Gli antropologi stanno esaminando se i primati strettamente imparentati mostrano una propensione istintiva all’uccisione di gruppo

     Approfondire la questione della predisposizione umana alla guerra spesso implica guardare oltre la nostra specie per esaminare le esperienze dei nostri parenti scimpanzé. Questo è un argomento che studio da molti anni e ora sto finendo di scrivere un libro su di esso, Scimpanzé, “Guerra” e Storia . Metto citazioni su “guerra” perché il conflitto intergruppo tra scimpanzé, sebbene a volte collettivo e mortale, manca delle dimensioni sociali e cognitive essenziali per la guerra umana.

     La guerra umana coinvolge avversari che spesso includono più gruppi locali che possono essere unificati da forme molto diverse di organizzazione politica. La guerra è favorita da sistemi di conoscenza e valori culturalmente specifici che generano potenti significati di “noi contro loro”. Questi costrutti sociali non hanno analogie con i primati.Nonostante queste distinzioni, alcuni scienziati hanno sostenuto che gli scimpanzé dimostrano un’innata propensione a uccidere gli estranei, ereditata dall’ultimo antenato comune di scimpanzé e persone – un impulso che spinge ancora in modo subliminale anche gli esseri umani in conflitti mortali con coloro che sono al di fuori delle loro comunità.

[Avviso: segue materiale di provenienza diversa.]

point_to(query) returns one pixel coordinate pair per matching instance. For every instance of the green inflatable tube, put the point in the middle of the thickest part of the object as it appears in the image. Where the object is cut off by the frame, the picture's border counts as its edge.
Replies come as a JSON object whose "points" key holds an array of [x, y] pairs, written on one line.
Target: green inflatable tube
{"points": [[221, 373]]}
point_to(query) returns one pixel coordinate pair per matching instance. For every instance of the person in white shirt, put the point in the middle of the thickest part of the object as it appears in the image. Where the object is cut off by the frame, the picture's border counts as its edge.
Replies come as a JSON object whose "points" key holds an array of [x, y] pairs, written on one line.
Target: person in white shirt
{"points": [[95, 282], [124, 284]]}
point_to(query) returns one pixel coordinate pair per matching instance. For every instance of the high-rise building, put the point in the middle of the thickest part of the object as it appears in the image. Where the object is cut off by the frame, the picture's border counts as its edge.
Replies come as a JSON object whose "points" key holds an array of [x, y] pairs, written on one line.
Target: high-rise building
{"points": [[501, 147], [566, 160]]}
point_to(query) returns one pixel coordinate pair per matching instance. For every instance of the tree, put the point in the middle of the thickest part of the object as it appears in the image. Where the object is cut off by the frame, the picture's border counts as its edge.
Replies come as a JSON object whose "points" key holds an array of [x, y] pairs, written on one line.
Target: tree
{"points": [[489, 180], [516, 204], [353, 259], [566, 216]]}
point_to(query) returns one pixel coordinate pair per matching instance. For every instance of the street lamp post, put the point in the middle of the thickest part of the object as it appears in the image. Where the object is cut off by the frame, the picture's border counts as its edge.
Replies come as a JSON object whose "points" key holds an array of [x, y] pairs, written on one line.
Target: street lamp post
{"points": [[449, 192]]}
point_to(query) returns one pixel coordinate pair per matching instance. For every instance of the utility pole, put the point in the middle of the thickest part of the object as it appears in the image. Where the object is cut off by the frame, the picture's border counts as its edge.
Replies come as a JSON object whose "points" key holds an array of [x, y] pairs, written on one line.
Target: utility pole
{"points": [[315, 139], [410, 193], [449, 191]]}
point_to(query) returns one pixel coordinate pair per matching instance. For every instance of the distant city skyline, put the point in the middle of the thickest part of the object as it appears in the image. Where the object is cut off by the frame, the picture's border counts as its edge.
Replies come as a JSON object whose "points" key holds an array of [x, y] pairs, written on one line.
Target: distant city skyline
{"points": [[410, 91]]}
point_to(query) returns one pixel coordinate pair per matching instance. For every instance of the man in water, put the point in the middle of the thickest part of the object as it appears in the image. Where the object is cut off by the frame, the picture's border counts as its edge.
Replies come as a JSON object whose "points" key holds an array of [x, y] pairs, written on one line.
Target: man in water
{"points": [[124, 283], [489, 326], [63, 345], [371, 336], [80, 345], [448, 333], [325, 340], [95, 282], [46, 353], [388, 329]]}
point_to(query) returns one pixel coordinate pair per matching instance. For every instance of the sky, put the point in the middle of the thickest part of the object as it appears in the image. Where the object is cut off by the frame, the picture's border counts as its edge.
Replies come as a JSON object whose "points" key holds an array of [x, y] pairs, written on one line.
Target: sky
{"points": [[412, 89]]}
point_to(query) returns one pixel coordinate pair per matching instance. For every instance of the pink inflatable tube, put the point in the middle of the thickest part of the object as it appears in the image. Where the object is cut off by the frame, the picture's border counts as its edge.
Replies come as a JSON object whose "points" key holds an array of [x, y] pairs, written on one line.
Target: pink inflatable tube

     Il mio lavoro contesta l’affermazione secondo cui i maschi scimpanzé hanno un’innata tendenza a uccidere gli estranei, sostenendo invece che la loro violenza più estrema può essere legata a circostanze specifiche che derivano dallo sconvolgimento della loro vita a causa del contatto con gli umani. Realizzare quel caso ha richiesto che io passassi attraverso tutte le uccisioni di scimpanzé segnalate. Da questo, si può fare un semplice punto. L’esame critico di una recente raccolta di uccisioni da 18 siti di ricerca sugli scimpanzé – che insieme ammontano a 426 anni di osservazioni sul campo – rivela che di 27 uccisioni intergruppo osservate o dedotte di adulti e adolescenti, 15 provengono da due sole situazioni altamente conflittuali, avvenute a due siti nel 1974–1977 e 2002–2006, rispettivamente.

     Le due situazioni ammontano a nove anni di osservazione, con un tasso di uccisioni di 1,67 all’anno per quegli anni. I restanti 417 anni di osservazione hanno una media di appena 0,03 all’anno. La domanda è se i casi anomali siano meglio spiegati come comportamento evoluto e adattivo o come risultato di un disturbo umano. E mentre alcuni biologi evoluzionisti propongono che le uccisioni siano spiegate come tentativi di diminuire il numero di maschi nei gruppi rivali, quegli stessi dati mostrano che la sottrazione delle uccisioni interne da quelle esterne dei maschi produce una riduzione dei maschi esterni di solo uno ogni 47 anni, meno di una volta. nella vita di uno scimpanzé.

     Da studi di casi comparativi, concludo che la “guerra” tra gli scimpanzé non è una strategia evolutiva evoluta ma una risposta indotta al disturbo umano. L’analisi caso per caso mostrerà che gli scimpanzé, come specie, non sono “scimmie assassine”. Questa ricerca mette in discussione anche l’idea che qualsiasi tendenza umana verso la bellicosità potrebbe essere guidata da un’antica eredità genetica da un lontano antenato di scimpanzé e umani. – RBF

R. Brian Ferguson: R. Brian Ferguson è professore di antropologia alla Rutgers University di Newark. La sua carriera accademica è stata dedicata a spiegare perché accade la guerra

ALTRO DA ESPLORARE

Guerra nella zona tribale: Stati in espansione e guerra indigena. A cura di R. Brian Ferguson e Neil L. Whitehead. Scuola di American Research Press, 1992.

Oltre la guerra: il potenziale umano per la pace. Douglas P. Fry. Oxford University Press, 2007.

Guerra tribale. R. Brian Ferguson; Gennaio 1992.